In a nutshell, litigation finance is when a third party invests in a lawsuit in exchange for a share of the profit. The idea is that a good legal claim is like an asset. It’s worth money, but there’s risk. The case is worth money only if you win in court. So if you lose, investors are out all their money.
Having anyone other than the direct parties to the litigation profit from a suit has historically been prohibited. This is the legal doctrine known as champerty.
“Champerty is just a fancy legal name for the basic principle that traditionally the law prohibited a non-party from funding a party for a profit,” explained Maya Steinitz, law professor at the University of Iowa.
Champerty laws date back to the Middle Ages in England when unscrupulous feudal lords would fund the claims of their underlings in order to harass one another.
“And the idea was to protect the court system, which at the time was weak from being used for purposes that were not achieving justice,” Steinitz said.
Over time, the practice of funding others’ legal claims for profit went the way of jousting and the plague, until 1993 when New South Wales in Australia rolled back its antiquated champerty laws. Lawmakers there wanted to allow outside interests to fund class actions, which were notoriously expensive. Sensing opportunity, entrepreneurial investors started financing other cases in need of funding and taking a cut of the profits, and an industry was born.
“Litigation funders love to say that some plaintiffs without money from the funders just wouldn’t be able to afford the costs of litigation,” Strom said. “Whatever injustice happened to these parties would just go on challenged.”
Litigation funding is now (unregulated) big business
Eventually the practice found its way back to England and to the United States, where litigation funding has become big business.
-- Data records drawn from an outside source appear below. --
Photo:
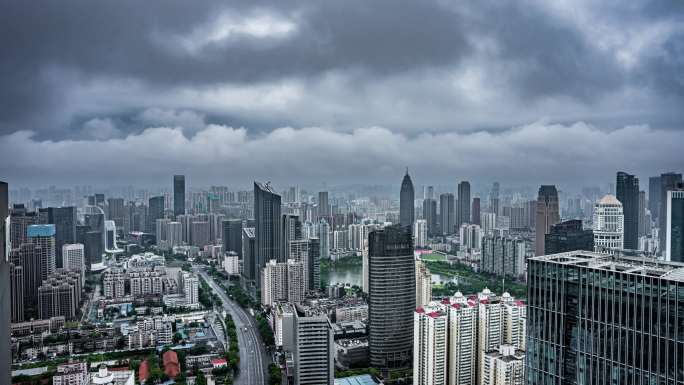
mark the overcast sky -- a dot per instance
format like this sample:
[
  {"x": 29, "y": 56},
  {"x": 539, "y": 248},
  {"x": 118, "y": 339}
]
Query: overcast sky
[{"x": 119, "y": 92}]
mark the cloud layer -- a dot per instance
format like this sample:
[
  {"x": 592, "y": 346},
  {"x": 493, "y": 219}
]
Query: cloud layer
[
  {"x": 535, "y": 153},
  {"x": 137, "y": 90}
]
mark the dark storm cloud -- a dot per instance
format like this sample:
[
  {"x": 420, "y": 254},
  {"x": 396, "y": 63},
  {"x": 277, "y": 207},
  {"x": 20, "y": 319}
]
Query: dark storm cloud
[{"x": 100, "y": 74}]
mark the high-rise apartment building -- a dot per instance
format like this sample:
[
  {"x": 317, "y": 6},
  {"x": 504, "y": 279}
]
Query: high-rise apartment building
[
  {"x": 250, "y": 267},
  {"x": 505, "y": 366},
  {"x": 178, "y": 195},
  {"x": 5, "y": 290},
  {"x": 406, "y": 202},
  {"x": 232, "y": 235},
  {"x": 654, "y": 197},
  {"x": 314, "y": 353},
  {"x": 674, "y": 241},
  {"x": 470, "y": 237},
  {"x": 430, "y": 216},
  {"x": 453, "y": 339},
  {"x": 324, "y": 237},
  {"x": 504, "y": 256},
  {"x": 568, "y": 236},
  {"x": 283, "y": 281},
  {"x": 43, "y": 238},
  {"x": 16, "y": 277},
  {"x": 462, "y": 340},
  {"x": 547, "y": 214},
  {"x": 608, "y": 225},
  {"x": 323, "y": 205},
  {"x": 64, "y": 219},
  {"x": 627, "y": 192},
  {"x": 604, "y": 319},
  {"x": 423, "y": 284},
  {"x": 668, "y": 182},
  {"x": 391, "y": 282},
  {"x": 291, "y": 228},
  {"x": 60, "y": 295},
  {"x": 463, "y": 203},
  {"x": 73, "y": 258},
  {"x": 420, "y": 233},
  {"x": 267, "y": 218},
  {"x": 190, "y": 284},
  {"x": 644, "y": 225},
  {"x": 447, "y": 214},
  {"x": 155, "y": 211},
  {"x": 115, "y": 211},
  {"x": 200, "y": 233},
  {"x": 430, "y": 345},
  {"x": 494, "y": 198},
  {"x": 475, "y": 211},
  {"x": 20, "y": 220},
  {"x": 174, "y": 234}
]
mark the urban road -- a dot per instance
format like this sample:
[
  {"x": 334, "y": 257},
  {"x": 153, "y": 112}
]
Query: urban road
[{"x": 253, "y": 358}]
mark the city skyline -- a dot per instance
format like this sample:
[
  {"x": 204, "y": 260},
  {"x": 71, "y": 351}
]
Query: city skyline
[
  {"x": 342, "y": 192},
  {"x": 203, "y": 81}
]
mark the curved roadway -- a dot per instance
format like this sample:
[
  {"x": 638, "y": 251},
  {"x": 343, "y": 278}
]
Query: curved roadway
[{"x": 253, "y": 358}]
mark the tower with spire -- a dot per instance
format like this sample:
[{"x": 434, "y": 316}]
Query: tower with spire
[{"x": 406, "y": 199}]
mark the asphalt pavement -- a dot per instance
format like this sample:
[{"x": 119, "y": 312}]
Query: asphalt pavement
[{"x": 253, "y": 358}]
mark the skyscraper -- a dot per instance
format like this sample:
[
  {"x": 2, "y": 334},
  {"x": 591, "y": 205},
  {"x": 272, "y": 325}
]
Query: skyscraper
[
  {"x": 627, "y": 192},
  {"x": 43, "y": 238},
  {"x": 406, "y": 204},
  {"x": 423, "y": 284},
  {"x": 597, "y": 319},
  {"x": 462, "y": 340},
  {"x": 674, "y": 243},
  {"x": 447, "y": 215},
  {"x": 463, "y": 203},
  {"x": 155, "y": 210},
  {"x": 232, "y": 236},
  {"x": 392, "y": 297},
  {"x": 267, "y": 224},
  {"x": 323, "y": 205},
  {"x": 654, "y": 197},
  {"x": 608, "y": 225},
  {"x": 547, "y": 214},
  {"x": 284, "y": 281},
  {"x": 644, "y": 227},
  {"x": 324, "y": 237},
  {"x": 73, "y": 258},
  {"x": 494, "y": 198},
  {"x": 5, "y": 291},
  {"x": 420, "y": 233},
  {"x": 314, "y": 347},
  {"x": 475, "y": 212},
  {"x": 430, "y": 215},
  {"x": 313, "y": 265},
  {"x": 668, "y": 182},
  {"x": 64, "y": 219},
  {"x": 178, "y": 195},
  {"x": 430, "y": 345},
  {"x": 115, "y": 211},
  {"x": 250, "y": 268},
  {"x": 568, "y": 236}
]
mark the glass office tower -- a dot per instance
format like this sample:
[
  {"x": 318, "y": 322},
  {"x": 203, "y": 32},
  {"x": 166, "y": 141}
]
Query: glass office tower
[{"x": 599, "y": 319}]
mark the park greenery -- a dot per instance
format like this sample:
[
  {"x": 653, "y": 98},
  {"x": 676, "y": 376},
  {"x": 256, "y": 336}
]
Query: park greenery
[{"x": 470, "y": 281}]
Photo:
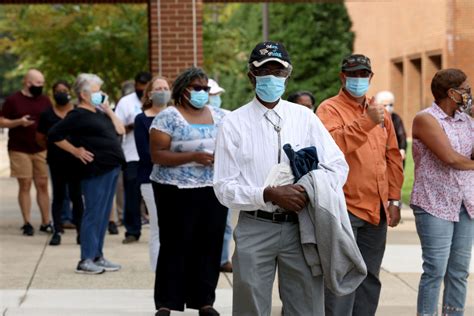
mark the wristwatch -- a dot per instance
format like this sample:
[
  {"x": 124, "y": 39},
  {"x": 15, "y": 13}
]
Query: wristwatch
[{"x": 397, "y": 203}]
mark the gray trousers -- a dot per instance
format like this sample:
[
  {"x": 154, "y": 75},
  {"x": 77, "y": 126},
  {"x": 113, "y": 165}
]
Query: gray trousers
[
  {"x": 363, "y": 301},
  {"x": 261, "y": 246}
]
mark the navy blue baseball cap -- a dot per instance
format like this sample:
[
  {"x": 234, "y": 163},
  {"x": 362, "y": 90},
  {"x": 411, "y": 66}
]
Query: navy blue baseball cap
[
  {"x": 269, "y": 51},
  {"x": 356, "y": 62}
]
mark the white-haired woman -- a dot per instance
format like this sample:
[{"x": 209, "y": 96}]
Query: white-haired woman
[{"x": 90, "y": 133}]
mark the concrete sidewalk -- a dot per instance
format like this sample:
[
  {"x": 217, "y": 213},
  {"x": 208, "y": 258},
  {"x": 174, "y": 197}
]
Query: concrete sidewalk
[{"x": 37, "y": 279}]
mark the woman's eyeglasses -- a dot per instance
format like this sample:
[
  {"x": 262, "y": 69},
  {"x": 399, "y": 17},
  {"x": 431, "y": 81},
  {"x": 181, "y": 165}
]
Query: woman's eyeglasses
[{"x": 199, "y": 88}]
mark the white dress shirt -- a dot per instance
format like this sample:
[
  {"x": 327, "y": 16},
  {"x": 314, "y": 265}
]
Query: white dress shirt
[
  {"x": 128, "y": 108},
  {"x": 247, "y": 149}
]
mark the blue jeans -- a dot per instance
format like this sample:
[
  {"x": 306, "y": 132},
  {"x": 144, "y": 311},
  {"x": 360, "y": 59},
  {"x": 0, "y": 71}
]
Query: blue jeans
[
  {"x": 227, "y": 238},
  {"x": 132, "y": 217},
  {"x": 98, "y": 195},
  {"x": 446, "y": 248}
]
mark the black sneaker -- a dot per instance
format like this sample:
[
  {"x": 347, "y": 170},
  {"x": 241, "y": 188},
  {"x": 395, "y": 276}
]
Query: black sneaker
[
  {"x": 46, "y": 228},
  {"x": 55, "y": 240},
  {"x": 28, "y": 230},
  {"x": 130, "y": 239},
  {"x": 113, "y": 230}
]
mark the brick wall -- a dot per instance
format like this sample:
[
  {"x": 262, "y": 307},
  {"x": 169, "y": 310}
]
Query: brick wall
[
  {"x": 398, "y": 34},
  {"x": 175, "y": 42}
]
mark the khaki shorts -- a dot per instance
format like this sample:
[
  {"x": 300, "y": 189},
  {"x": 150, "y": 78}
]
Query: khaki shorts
[{"x": 24, "y": 165}]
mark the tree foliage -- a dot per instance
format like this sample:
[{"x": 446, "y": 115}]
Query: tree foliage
[
  {"x": 65, "y": 40},
  {"x": 317, "y": 37}
]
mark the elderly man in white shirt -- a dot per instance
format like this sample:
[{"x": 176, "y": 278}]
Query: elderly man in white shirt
[
  {"x": 127, "y": 109},
  {"x": 249, "y": 144}
]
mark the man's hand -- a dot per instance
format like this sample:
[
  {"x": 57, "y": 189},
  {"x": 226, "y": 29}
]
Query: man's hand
[
  {"x": 83, "y": 155},
  {"x": 394, "y": 215},
  {"x": 403, "y": 154},
  {"x": 25, "y": 121},
  {"x": 203, "y": 158},
  {"x": 291, "y": 197},
  {"x": 375, "y": 111}
]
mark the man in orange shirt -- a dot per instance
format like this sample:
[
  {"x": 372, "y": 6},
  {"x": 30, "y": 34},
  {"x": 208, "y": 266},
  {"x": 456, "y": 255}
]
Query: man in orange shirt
[{"x": 364, "y": 132}]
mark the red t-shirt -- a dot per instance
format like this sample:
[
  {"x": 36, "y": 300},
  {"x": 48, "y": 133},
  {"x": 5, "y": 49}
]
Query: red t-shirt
[{"x": 17, "y": 105}]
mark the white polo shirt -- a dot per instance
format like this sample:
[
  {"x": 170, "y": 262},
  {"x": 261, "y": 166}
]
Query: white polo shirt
[{"x": 128, "y": 107}]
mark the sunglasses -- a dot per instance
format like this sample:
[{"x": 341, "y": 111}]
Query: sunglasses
[
  {"x": 358, "y": 73},
  {"x": 271, "y": 72},
  {"x": 199, "y": 88}
]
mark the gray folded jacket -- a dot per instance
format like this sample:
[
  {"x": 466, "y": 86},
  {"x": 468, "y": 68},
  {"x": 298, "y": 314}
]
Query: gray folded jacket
[{"x": 326, "y": 234}]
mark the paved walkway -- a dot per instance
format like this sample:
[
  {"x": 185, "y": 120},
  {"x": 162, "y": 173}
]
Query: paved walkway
[{"x": 37, "y": 279}]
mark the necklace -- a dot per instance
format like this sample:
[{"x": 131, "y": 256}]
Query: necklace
[{"x": 277, "y": 129}]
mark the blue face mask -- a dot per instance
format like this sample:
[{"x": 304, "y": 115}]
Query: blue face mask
[
  {"x": 215, "y": 101},
  {"x": 357, "y": 87},
  {"x": 96, "y": 98},
  {"x": 199, "y": 98},
  {"x": 270, "y": 88}
]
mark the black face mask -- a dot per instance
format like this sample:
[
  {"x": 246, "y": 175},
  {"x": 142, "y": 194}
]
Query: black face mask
[
  {"x": 62, "y": 98},
  {"x": 35, "y": 90}
]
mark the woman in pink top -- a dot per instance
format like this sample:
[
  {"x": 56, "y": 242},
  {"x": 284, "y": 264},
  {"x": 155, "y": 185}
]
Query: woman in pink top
[{"x": 443, "y": 193}]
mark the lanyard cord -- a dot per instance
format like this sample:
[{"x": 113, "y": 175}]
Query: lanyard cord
[{"x": 277, "y": 128}]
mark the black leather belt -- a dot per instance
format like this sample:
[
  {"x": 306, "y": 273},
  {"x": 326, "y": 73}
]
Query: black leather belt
[{"x": 276, "y": 217}]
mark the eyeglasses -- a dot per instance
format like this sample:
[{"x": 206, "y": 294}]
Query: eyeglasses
[
  {"x": 199, "y": 88},
  {"x": 271, "y": 72},
  {"x": 358, "y": 73}
]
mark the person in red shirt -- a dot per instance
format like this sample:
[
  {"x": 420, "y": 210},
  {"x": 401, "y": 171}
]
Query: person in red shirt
[
  {"x": 20, "y": 114},
  {"x": 364, "y": 132}
]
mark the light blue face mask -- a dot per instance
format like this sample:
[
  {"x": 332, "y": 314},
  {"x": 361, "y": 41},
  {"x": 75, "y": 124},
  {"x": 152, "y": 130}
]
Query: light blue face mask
[
  {"x": 357, "y": 87},
  {"x": 215, "y": 101},
  {"x": 270, "y": 88},
  {"x": 96, "y": 98},
  {"x": 199, "y": 98}
]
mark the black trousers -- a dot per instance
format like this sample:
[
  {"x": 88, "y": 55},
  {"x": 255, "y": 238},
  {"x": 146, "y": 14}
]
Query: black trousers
[
  {"x": 371, "y": 240},
  {"x": 192, "y": 224},
  {"x": 132, "y": 217},
  {"x": 61, "y": 181}
]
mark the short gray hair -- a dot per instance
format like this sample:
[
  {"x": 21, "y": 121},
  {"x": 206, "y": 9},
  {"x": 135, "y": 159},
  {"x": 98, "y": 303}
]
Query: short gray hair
[{"x": 83, "y": 83}]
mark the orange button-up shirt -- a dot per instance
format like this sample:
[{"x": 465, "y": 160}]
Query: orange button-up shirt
[{"x": 375, "y": 163}]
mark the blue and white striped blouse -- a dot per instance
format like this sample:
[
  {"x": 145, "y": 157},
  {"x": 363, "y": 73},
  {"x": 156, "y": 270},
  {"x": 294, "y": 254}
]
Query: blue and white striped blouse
[{"x": 186, "y": 137}]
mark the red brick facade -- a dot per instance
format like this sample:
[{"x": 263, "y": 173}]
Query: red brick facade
[
  {"x": 408, "y": 41},
  {"x": 174, "y": 30}
]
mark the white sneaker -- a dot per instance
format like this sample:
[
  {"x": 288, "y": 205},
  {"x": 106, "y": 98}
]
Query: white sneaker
[
  {"x": 88, "y": 266},
  {"x": 107, "y": 265}
]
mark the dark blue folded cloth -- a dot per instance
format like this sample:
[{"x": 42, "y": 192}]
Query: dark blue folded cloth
[{"x": 301, "y": 161}]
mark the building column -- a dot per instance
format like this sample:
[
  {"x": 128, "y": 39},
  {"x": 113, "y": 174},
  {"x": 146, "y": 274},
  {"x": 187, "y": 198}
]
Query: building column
[{"x": 175, "y": 36}]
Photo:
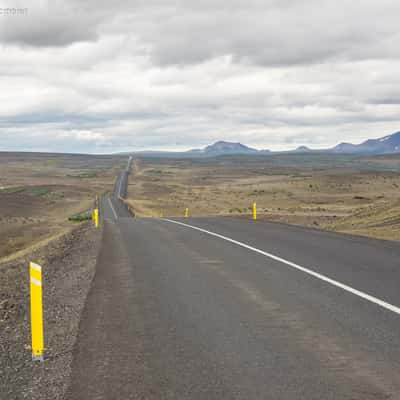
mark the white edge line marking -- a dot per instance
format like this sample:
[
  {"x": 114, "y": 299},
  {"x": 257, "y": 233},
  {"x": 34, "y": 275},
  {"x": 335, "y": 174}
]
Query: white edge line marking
[
  {"x": 324, "y": 278},
  {"x": 36, "y": 282},
  {"x": 112, "y": 209},
  {"x": 36, "y": 267}
]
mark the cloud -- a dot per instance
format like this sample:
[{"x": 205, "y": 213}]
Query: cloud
[{"x": 110, "y": 76}]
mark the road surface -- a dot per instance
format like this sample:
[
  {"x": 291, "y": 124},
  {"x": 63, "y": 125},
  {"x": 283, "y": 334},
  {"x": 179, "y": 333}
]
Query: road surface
[{"x": 237, "y": 310}]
According to one recent study, there are as many as 40 funders. Together they have about $10 billion in capital. In the past year alone, they’ve spent close to $2.5 billion investing in cases. That growth has caught regulators, lawmakers, and big law firms off guard. In many ways, the world of litigation finance is still the Wild West.
“Currently there aren’t any regulations or laws that directly regulate litigation funding at all,” Steinitz said.
“If I had to predict, I would say that some measure of disclosure will certainly become part of the regulatory landscape in the coming years,” Steinitz added. “What kind of disclosure, just how much needs to be disclosed, and at what point of the litigation does it need to be disclosed.”
One concern over litigation finance is whether it will lead to frivolous lawsuits.
“Funders point to the economics of it and say it doesn’t make sense from a money standpoint to be paying for cases that aren’t going to win,” Strom said. “Another concern is whether the funders will exert control over plaintiffs and key decisions in the case, like when to settle or when to go to trial. And litigation funders will tell you that that’s not something they’re doing. It’s a really hot-button issue for litigation funders.”
The disconnect between what litigation funders and their clients (and potential clients) believe about the industry was also evident in the results of Bloomberg Law’s 2019 Litigation Finance Market Survey. When asked what their biggest concerns were as they considered using litigation finance, the two answers most frequently chosen by lawyers were ethical concerns and privilege concerns. Meanwhile, litigation funders answered that their clients were most concerned that they didn’t understand how funding works.